Timeline Analysis (TA) plays a crucial role in Timeline Forensics (TF) within the field of Digital Forensics (DF). It focuses on examining and analyzing time-based digital artefacts, such as timestamps derived from event logs, file metadata, and other relevant data, to correlate events linked to cyber incidents and reconstruct their chronological sequence. Traditional tools often struggle to efficiently handle the large volume and variety of data generated during DF investigations and Incident Response (IR) processes. This paper introduces a novel framework, GenDFIR, which combines Rule-Based Artificial Intelligence (R-BAI) algorithms with Large Language Models (LLMs) to enhance and automate the TA process. The proposed approach consists of two key stages: (1) R-BAI is used to identify and select anomalous digital artefacts based on predefined rules. (2) The selected artefacts are then transformed into embeddings for processing by an LLM with the assistance of a Retrieval-Augmented Generation (RAG) agent. The LLM uses its capabilities to perform automated TA on the artefacts and predict potential incident outcomes. To validate the framework, we evaluated its performance, efficiency, and reliability. Several metrics were applied to simulated cyber incident scenarios, which were presented as forensic case documents. Our findings demonstrate the significant potential of integrating R-BAI and LLMs for TA. This innovative approach underscores the power of Generative AI (GenAI), particularly LLMs, and opens up new possibilities for advanced threat detection and incident reconstruction, marking a significant advancement in the field.

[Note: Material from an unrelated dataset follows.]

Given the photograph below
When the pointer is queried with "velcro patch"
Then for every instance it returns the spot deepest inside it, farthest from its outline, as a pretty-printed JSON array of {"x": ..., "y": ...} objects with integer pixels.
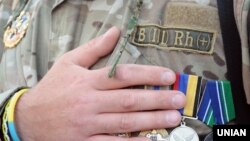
[{"x": 174, "y": 38}]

翻译：时间线分析（TA）在数字取证（DF）领域的时间线取证（TF）中发挥着至关重要的作用。其核心在于检查和分析基于时间的数字痕迹，例如源自事件日志、文件元数据及其他相关数据的时间戳，以关联与网络安全事件相关的事件并重建其时间顺序。传统工具在处理数字取证调查和事件响应（IR）过程中产生的大量多样化数据时往往效率低下。本文提出了一种新颖的框架——GenDFIR，该框架结合了基于规则的人工智能（R-BAI）算法与大型语言模型（LLMs），以增强并自动化TA过程。所提出的方法包含两个关键阶段：（1）使用R-BAI，基于预定义规则识别和选择异常数字痕迹。（2）随后，在检索增强生成（RAG）代理的辅助下，将选定的痕迹转化为嵌入向量，供LLM进行处理。LLM利用其能力对痕迹执行自动化TA并预测潜在的事件结果。为验证该框架，我们评估了其性能、效率和可靠性。在模拟的网络安全事件场景（以取证案例文档形式呈现）中应用了多项指标进行评估。我们的研究结果表明，将R-BAI与LLMs集成用于TA具有巨大潜力。这一创新方法凸显了生成式人工智能（GenAI），特别是LLMs的强大能力，为高级威胁检测和事件重建开辟了新的可能性，标志着该领域的重大进展。